Congressional ResearchService - https://crsreports.congress.gov/product/pdf/R/R41990

It’s a day off with (for them) no other obligations. So what is there to do, what’s open? Movies and Chinese restaurants. So yes, it’s become a tradition for many, but not due to religion or a religious celebration. It’s gone on long enough and has become widespread enough in the community that jokes are made about it.

I don’t know; how about an Indian restaurant? :slight_smile:

Yay! A new tradition starts!

. . . And that was contentious enough at the time.

Poke around (Google Maps) and you might find some surprising places open. In 2020, I was resigned either to ordering an expensive ($75+) pre-cooked meal from a white tablecloth place or something from a fast food chain. I was in one of my favorite Peruvian places aboaut a week before Christmas and was complaining about this and the manager told me, “Oh, we’re open Christmas”. So I had Lomo Saltado, Inka Cola, and Flan for Christmas.

While it’s not a public holiday in Thailand, one could be forgiven for thinking otherwise, what with all the Christmas decorations in all the shopping malls. (Siam Paragon mall had an interesting take with a giant Christmas tree topped by a giant Visa card.)

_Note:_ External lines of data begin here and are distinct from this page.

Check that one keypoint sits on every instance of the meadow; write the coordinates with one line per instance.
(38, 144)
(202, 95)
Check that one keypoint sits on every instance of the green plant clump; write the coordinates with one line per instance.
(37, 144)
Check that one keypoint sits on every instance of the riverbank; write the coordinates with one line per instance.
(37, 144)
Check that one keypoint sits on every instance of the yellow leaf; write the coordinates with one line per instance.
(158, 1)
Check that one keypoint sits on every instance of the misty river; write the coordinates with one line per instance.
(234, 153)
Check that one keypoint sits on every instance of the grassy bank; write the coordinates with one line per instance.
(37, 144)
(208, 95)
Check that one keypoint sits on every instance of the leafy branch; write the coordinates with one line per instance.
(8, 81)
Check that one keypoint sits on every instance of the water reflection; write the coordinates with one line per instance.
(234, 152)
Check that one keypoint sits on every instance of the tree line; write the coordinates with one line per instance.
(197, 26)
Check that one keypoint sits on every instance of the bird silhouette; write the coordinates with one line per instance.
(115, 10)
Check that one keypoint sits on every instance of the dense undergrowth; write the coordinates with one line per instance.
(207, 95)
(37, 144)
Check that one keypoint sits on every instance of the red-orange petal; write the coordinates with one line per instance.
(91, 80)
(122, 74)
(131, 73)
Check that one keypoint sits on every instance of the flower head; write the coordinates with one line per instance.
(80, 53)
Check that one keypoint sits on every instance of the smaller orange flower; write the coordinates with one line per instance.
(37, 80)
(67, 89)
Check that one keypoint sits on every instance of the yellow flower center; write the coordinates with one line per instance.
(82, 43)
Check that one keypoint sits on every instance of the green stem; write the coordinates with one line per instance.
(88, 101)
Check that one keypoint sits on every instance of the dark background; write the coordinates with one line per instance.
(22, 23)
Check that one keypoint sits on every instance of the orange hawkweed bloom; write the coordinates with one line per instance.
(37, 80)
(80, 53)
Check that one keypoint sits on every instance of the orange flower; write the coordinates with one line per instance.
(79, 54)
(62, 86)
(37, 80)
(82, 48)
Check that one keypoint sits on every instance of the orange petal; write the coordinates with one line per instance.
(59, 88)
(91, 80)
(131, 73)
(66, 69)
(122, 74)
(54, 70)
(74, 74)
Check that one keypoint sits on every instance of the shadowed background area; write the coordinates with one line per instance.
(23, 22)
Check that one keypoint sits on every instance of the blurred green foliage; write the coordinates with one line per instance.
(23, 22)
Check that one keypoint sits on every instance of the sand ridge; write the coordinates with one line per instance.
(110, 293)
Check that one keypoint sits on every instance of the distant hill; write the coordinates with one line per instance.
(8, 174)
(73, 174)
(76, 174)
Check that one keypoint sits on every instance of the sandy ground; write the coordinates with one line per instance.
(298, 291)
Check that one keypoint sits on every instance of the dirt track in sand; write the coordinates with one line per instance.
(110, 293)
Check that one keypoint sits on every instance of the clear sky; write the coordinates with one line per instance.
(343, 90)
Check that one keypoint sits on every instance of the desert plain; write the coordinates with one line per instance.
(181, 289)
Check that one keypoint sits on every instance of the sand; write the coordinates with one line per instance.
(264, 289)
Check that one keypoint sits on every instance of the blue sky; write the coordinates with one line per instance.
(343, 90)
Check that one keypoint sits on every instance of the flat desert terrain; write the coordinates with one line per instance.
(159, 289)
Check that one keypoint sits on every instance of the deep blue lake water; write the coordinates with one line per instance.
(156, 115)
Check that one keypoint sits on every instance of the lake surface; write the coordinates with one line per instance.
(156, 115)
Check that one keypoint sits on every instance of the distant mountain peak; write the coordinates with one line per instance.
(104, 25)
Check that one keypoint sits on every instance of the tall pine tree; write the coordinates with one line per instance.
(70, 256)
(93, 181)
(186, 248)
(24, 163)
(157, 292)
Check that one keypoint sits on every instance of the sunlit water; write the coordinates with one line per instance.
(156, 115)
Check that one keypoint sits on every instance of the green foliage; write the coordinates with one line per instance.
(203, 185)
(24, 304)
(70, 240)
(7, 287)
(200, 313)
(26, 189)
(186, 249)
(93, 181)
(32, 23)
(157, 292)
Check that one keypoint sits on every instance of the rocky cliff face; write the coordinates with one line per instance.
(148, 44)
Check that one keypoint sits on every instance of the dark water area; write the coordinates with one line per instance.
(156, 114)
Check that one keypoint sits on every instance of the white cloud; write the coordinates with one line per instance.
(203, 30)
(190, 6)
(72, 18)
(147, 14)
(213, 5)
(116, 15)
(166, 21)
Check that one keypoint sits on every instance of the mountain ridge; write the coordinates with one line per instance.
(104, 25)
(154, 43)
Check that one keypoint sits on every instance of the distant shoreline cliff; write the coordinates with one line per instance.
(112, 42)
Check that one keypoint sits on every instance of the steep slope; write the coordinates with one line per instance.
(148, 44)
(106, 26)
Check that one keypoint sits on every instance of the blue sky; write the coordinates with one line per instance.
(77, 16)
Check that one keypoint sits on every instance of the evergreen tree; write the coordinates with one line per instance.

Plus December is the most festive month in that country, with three public holidays – King’s birthday on December 5 (although since the old king died five years ago, it’s now Father’s Day), Constitution Day on December 10 and New Year’s Eve. Yes, both New Year’s Eve and New Year’s Day are official public holidays in Thailand, and with New Year’s the big gift-giving season there, it meshes nicely with Christmas. And the last place I worked there, the Bangkok Post newspaper, always gives Christmas off if it occurs on a weekday (so staff there are out of luck this year and next).

I guess you’re too young to remember when most stores and services didn’t operate on Sundays, and banks closed at 3 p.m. every day. I remember when the first 7/11 convenience store opened in my town, and it was a very novel idea indeed, a store that opened two or three hours before most others, and closed five hours after everything else did.

I also remember that EVERYTHING closed on Christmas. Gas stations included.

Technically (legally), it’s actually not. If December 25 falls on a Saturday, the federal holiday is December 24; if December 25 falls on a Sunday, then the federal holiday is December 26.

South Korea has more than “very few” Christians.